Assuming Israel would have to move about 100,000 people if a peace accord is reached, the organization, Blue White Future, estimates that compensation of $400,000 would be needed for each of 25,000 households, Co-Chairman Gilead Sher said. Fifty percent of those affected would move voluntarily, while about 40 percent would refuse, the group said, based on survey findings presented yesterday.
“This is an amount Israel can easily finance out of its own budget expenditures,” Roby Nathanson, head of the Tel Aviv-based Macro Center for Political Economics, which conducted the survey, said on a conference call. Roughly half the money would compensate settlers for their homes, while the rest would cover costs such as building infrastructure, new homes, psychological counseling and job training, he said.
U.S. President Barack Obama is trying to persuade Israelis and Palestinians to agree on a framework for continuing peace talks beyond the nine months they originally approved. The period for negotiations ends April 29, and Obama met with Palestinian President Mahmoud Abbas yesterday at the White House to push for the agreement, which he described as “very challenging.” Israeli Prime Minister Benjamin Netanyahu visited the White House on March 3.
Blue White Future, which advocates a two-state solution to the Middle East conflict, is led by Sher, who headed Israel’s peace negotiating team from 1999 to 2001; Ami Ayalon, former chief of Israel’s Shin-Bet security agency; and Orni Petruschka, a technology investor who sold the fiber-optic company he founded, Chromatis Networks Inc., to Lucent Technologies Inc. (ALU) for about $4.7 billion in May 2000.
Netanyahu has said he doesn’t intend to remove any settlers from the West Bank. Israel evacuated more than 8,000 settlers from the Gaza Strip in 2005 when the area was turned over to Palestinian control.
The report focuses on 100,000 settlers who live farthest from Israel’s boundaries on the eastern side of the security barrier the government erected a decade ago in the face of Palestinian suicide bombings. Palestinians say the Israeli barrier is an illegal attempt to annex their land and limit freedom of movement.

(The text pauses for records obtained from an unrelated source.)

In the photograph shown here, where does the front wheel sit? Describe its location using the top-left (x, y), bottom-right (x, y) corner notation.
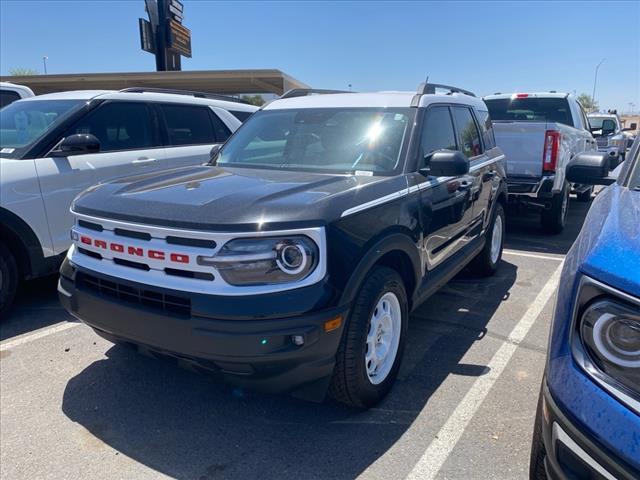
top-left (329, 267), bottom-right (409, 408)
top-left (576, 186), bottom-right (593, 202)
top-left (469, 203), bottom-right (505, 277)
top-left (540, 182), bottom-right (571, 233)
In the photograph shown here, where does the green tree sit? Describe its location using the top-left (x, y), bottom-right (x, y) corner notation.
top-left (9, 68), bottom-right (40, 77)
top-left (578, 93), bottom-right (598, 112)
top-left (242, 95), bottom-right (265, 107)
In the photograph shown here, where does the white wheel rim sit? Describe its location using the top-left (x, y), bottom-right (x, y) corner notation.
top-left (562, 192), bottom-right (569, 223)
top-left (491, 215), bottom-right (502, 263)
top-left (364, 292), bottom-right (402, 385)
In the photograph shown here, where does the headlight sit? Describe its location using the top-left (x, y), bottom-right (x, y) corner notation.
top-left (609, 137), bottom-right (627, 147)
top-left (580, 300), bottom-right (640, 392)
top-left (197, 235), bottom-right (319, 285)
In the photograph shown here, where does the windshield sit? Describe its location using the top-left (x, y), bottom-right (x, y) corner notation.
top-left (0, 100), bottom-right (83, 157)
top-left (485, 97), bottom-right (573, 127)
top-left (587, 116), bottom-right (616, 130)
top-left (217, 108), bottom-right (411, 174)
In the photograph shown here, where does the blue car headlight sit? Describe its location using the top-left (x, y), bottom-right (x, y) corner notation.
top-left (579, 298), bottom-right (640, 392)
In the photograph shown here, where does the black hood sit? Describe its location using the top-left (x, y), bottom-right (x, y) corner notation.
top-left (73, 166), bottom-right (406, 230)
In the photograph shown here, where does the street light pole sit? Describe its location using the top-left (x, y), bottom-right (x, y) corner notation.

Abbas maintains all Israel’s West Bank settlements are illegal under international law governing occupied territories, a position supported by the United Nations. The U.S. says the settlements are “illegitimate” and new construction should be halted. Israel describes the West Bank as “disputed territory” and says the final status of the settlements should be decided in peace negotiations.
The survey doesn’t deal with about 250,000 settlers in areas of the West Bank that Blue White Future expects will become part of Israel under a peace deal, or an additional 200,000 who live in parts of east Jerusalem that Israel captured along with the West Bank and Gaza in the 1967 Six-Day War. The Tel Aviv-based group says that 30 percent of settlers surveyed would leave immediately if fairly compensated and 50 percent would leave voluntarily under a peace agreement.
The Yesha Council, which represents settlers, called the $400,000 figure “absurd,” considering Israel’s real estate market, where prices have jumped 80 percent in the past seven years. “Compensation needed for each household for housing alone will be much higher than $400,000, maybe double,” Dani Dayan, the group’s chief foreign envoy, said in an e-mail.
Voluntary evacuation “would unequivocally demonstrate that Israel is serious about seeking a two-state solution” and “increase the chance of the negotiation track succeeding,” Sher said. At the same time, it would yield “savings, benefits and dividends accumulated as a result of much less indirect investments that the government of Israel keeps putting into the settlements,” he said.
The Blue White survey of 501 settlers was conducted last year and had a margin of error of plus or minus 4.5 percentage points.